Indeed, far from embracing a hands-off stance let alone a pro-liberalization agenda, the FCC has occupied itself in the 21st Century communications era with contemplating new rules for multicast must-carry regulation, cable à la carte, media ownership restrictions, “indecency,” video game content, violence portrayal and wireless net neutrality.  The latter, while not a commandment in the neutrality order, seems to be the end game. Otherwise what will the agency do with itself in, say, 2020?

In the mobile and wireless space Droids, iPhones and all the rest are barely here. Premature bureaucratization of fresh industries is a major cost and insult of the knee-jerk regulatory state.  Markets exist to create information–about scarcities, unserviced areas, and about ways to expand and lower costs to impatient customers in the face of competition. “Rent controls” for wireless help undermine both that ground-level process, and the next (unseen and thus unreleted) evolutionary phase that would otherwise have come after.  The FCC proclaims a love for full-service broadband but its actions are those of institutionalizing non-service narrowband, compared to what we’d have in store if it gets out of the way.

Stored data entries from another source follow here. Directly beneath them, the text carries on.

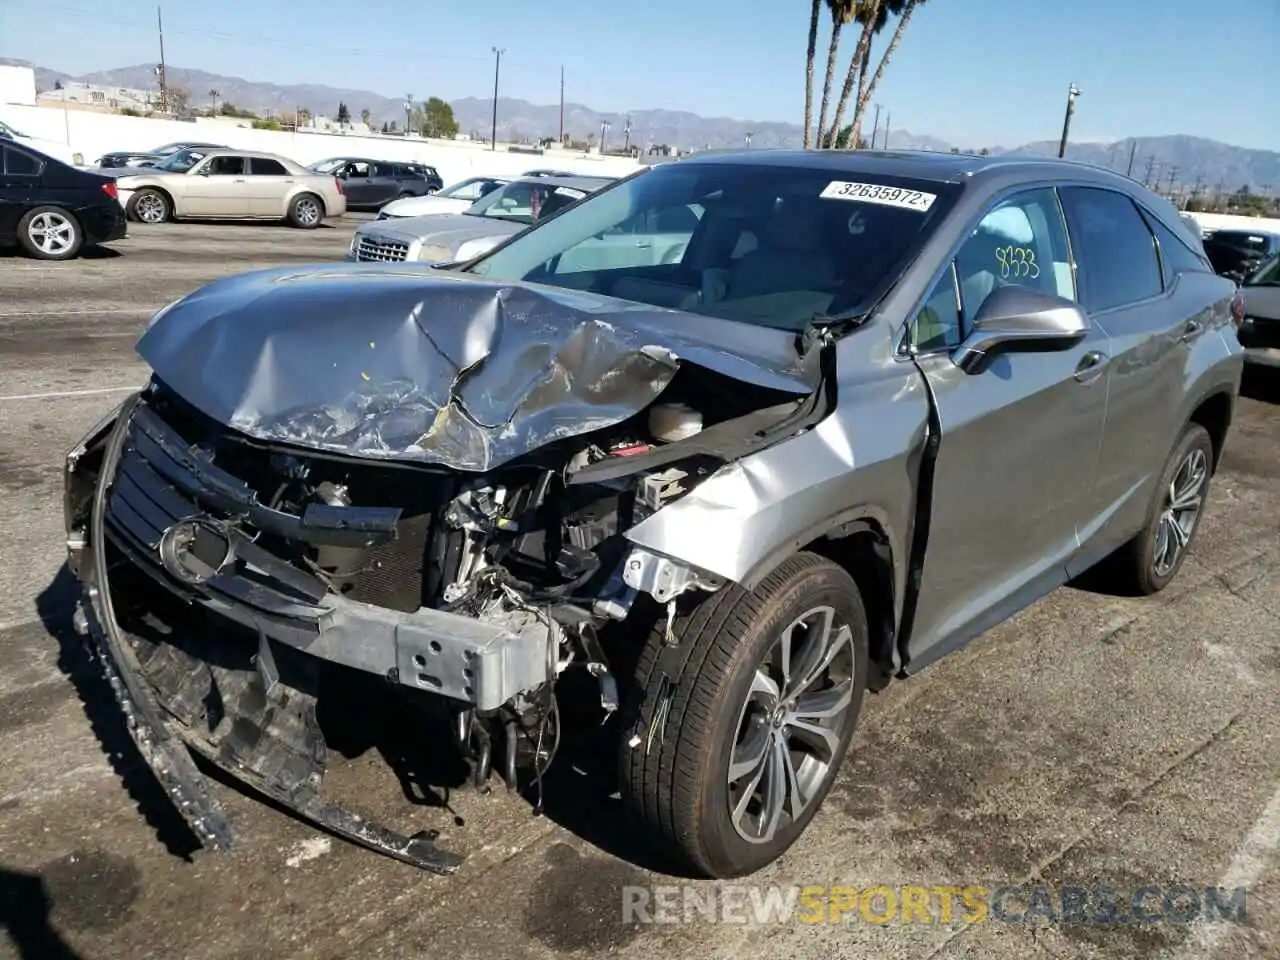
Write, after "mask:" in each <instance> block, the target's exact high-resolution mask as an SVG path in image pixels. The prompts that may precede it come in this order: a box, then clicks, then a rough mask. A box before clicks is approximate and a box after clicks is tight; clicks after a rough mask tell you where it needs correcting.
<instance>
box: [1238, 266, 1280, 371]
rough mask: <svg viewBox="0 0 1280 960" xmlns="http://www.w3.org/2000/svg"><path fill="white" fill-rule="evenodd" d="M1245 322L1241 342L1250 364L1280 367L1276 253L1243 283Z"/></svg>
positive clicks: (1279, 317)
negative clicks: (1279, 366)
mask: <svg viewBox="0 0 1280 960" xmlns="http://www.w3.org/2000/svg"><path fill="white" fill-rule="evenodd" d="M1240 296H1242V297H1243V298H1244V324H1243V325H1242V326H1240V343H1243V344H1244V347H1245V351H1244V360H1245V362H1247V364H1257V365H1263V366H1280V255H1274V256H1272V257H1271V259H1270V260H1267V261H1266V262H1263V264H1262V265H1261V266H1260V268H1258V269H1257V270H1254V271H1253V273H1252V274H1251V275H1249V276H1247V278H1245V279H1244V283H1242V284H1240Z"/></svg>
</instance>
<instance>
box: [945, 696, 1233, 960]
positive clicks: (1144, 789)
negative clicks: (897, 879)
mask: <svg viewBox="0 0 1280 960" xmlns="http://www.w3.org/2000/svg"><path fill="white" fill-rule="evenodd" d="M1244 713H1245V712H1244V710H1239V712H1236V713H1234V714H1231V717H1230V718H1228V721H1226V723H1224V724H1222V726H1221V727H1219V728H1217V730H1215V731H1213V732H1212V733H1210V735H1208V736H1207V737H1204V739H1202V740H1199V741H1197V742H1196V744H1193V745H1192V746H1189V748H1187V749H1185V750H1183V751H1181V753H1179V754H1178V755H1176V756H1174V758H1172V759H1171V760H1170V762H1169V763H1167V764H1165V765H1164V767H1161V768H1160V769H1158V771H1157V772H1156V773H1153V774H1152V776H1149V777H1147V780H1144V781H1143V782H1142V783H1140V785H1139V786H1138V788H1137V790H1135V791H1134V792H1133V794H1132V795H1130V796H1129V797H1126V799H1125V800H1124V801H1123V803H1120V804H1116V805H1114V806H1108V808H1107V809H1106V810H1105V812H1103V813H1102V814H1100V815H1098V817H1096V818H1094V819H1093V820H1092V822H1091V823H1089V824H1088V826H1087V827H1085V828H1084V829H1082V831H1078V832H1076V833H1075V836H1073V837H1071V838H1070V840H1069V841H1068V842H1066V844H1064V845H1062V846H1061V847H1059V849H1057V850H1056V851H1055V852H1052V854H1050V855H1048V856H1046V858H1044V859H1043V860H1041V861H1039V863H1038V864H1036V865H1034V867H1033V868H1032V869H1030V870H1029V872H1028V873H1027V874H1025V876H1023V877H1021V878H1019V881H1018V882H1019V884H1024V883H1030V882H1032V881H1037V879H1043V876H1044V873H1046V872H1047V870H1048V869H1051V868H1052V867H1053V865H1055V864H1057V863H1060V861H1061V860H1062V859H1065V858H1066V856H1068V854H1070V852H1071V851H1073V850H1075V847H1078V846H1080V844H1082V842H1084V841H1087V840H1092V838H1093V837H1096V836H1098V833H1100V831H1101V828H1102V826H1103V824H1106V823H1108V822H1112V820H1115V819H1117V818H1119V817H1120V814H1121V813H1124V812H1125V810H1126V809H1129V808H1132V806H1134V805H1137V804H1138V801H1139V800H1142V799H1143V797H1144V796H1147V795H1148V794H1149V792H1151V791H1152V790H1155V788H1156V787H1158V786H1160V785H1161V783H1164V782H1165V781H1166V780H1169V777H1171V776H1172V774H1174V773H1175V772H1178V771H1179V769H1181V768H1183V767H1185V765H1187V764H1189V763H1190V762H1192V760H1194V759H1196V758H1197V756H1199V755H1201V754H1202V753H1204V751H1206V750H1208V749H1210V748H1211V746H1212V745H1213V744H1216V742H1219V741H1220V740H1221V739H1222V737H1225V736H1226V735H1228V733H1229V732H1230V731H1231V728H1233V727H1234V726H1235V724H1236V723H1238V722H1239V719H1240V718H1242V717H1243V716H1244ZM975 925H977V924H968V925H965V927H957V928H956V929H954V931H951V932H950V933H948V934H947V936H946V937H943V938H942V940H941V941H940V942H938V943H937V945H936V946H934V947H933V948H932V950H931V951H929V952H928V954H924V955H923V956H922V957H920V960H934V959H936V957H938V956H941V955H942V951H945V950H946V948H947V947H948V946H950V945H951V943H952V942H954V941H956V940H957V938H960V937H963V936H964V934H965V933H968V932H969V931H972V929H974V927H975Z"/></svg>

It can’t be overstressed that not everything happening in the business world is a legitimate public policy issue. Most controversies belong in the realm of competitive enterprise.

The FCC clearly doesn’t agree. Its premises are that markets and shareholder capitalism do not disperse economic power, and that political bodies do not concentrate economic power.

These are the opposite of reality, illustrated a bit in the FCC’s ironic simultaneus 5-0 approval of lowering fees on utility pole attachments access for telecommunications firms. Fixed-infrastructure price controls persist owing to a century of siloed regulation of great network industries as dinstinct from the cross industry partnerships that might otherwise have been underway for decades to resolve such “disputes”; And now, the false-adversarial model is being extended to wireless.

The radical egalitarianism with respect to rural service can impede technological advances and dealmaking needed to explode services in those areas. (And I’ve pointed out that I get zero service in southside Virginia).

Technologies proliferate; nowadays you can’t give away a VCR.  Youngsters born today may never know a world of of driving a car with no phone or GPS.

We must choose either liberalization of telecommunications or avenues for new centralized regulatory oversight and protracted legal battles. But with respect to the latter the burning of witches at the stake ended when the authorities stopped gratifying that desire. In this case the witches are the large service providers. It’s clear now that only Congress can restrain the FCC. The pending “resolution of disapproval” on net neutrality is a start, but more obscure issues like the data roaming mandate reveal how much work remains.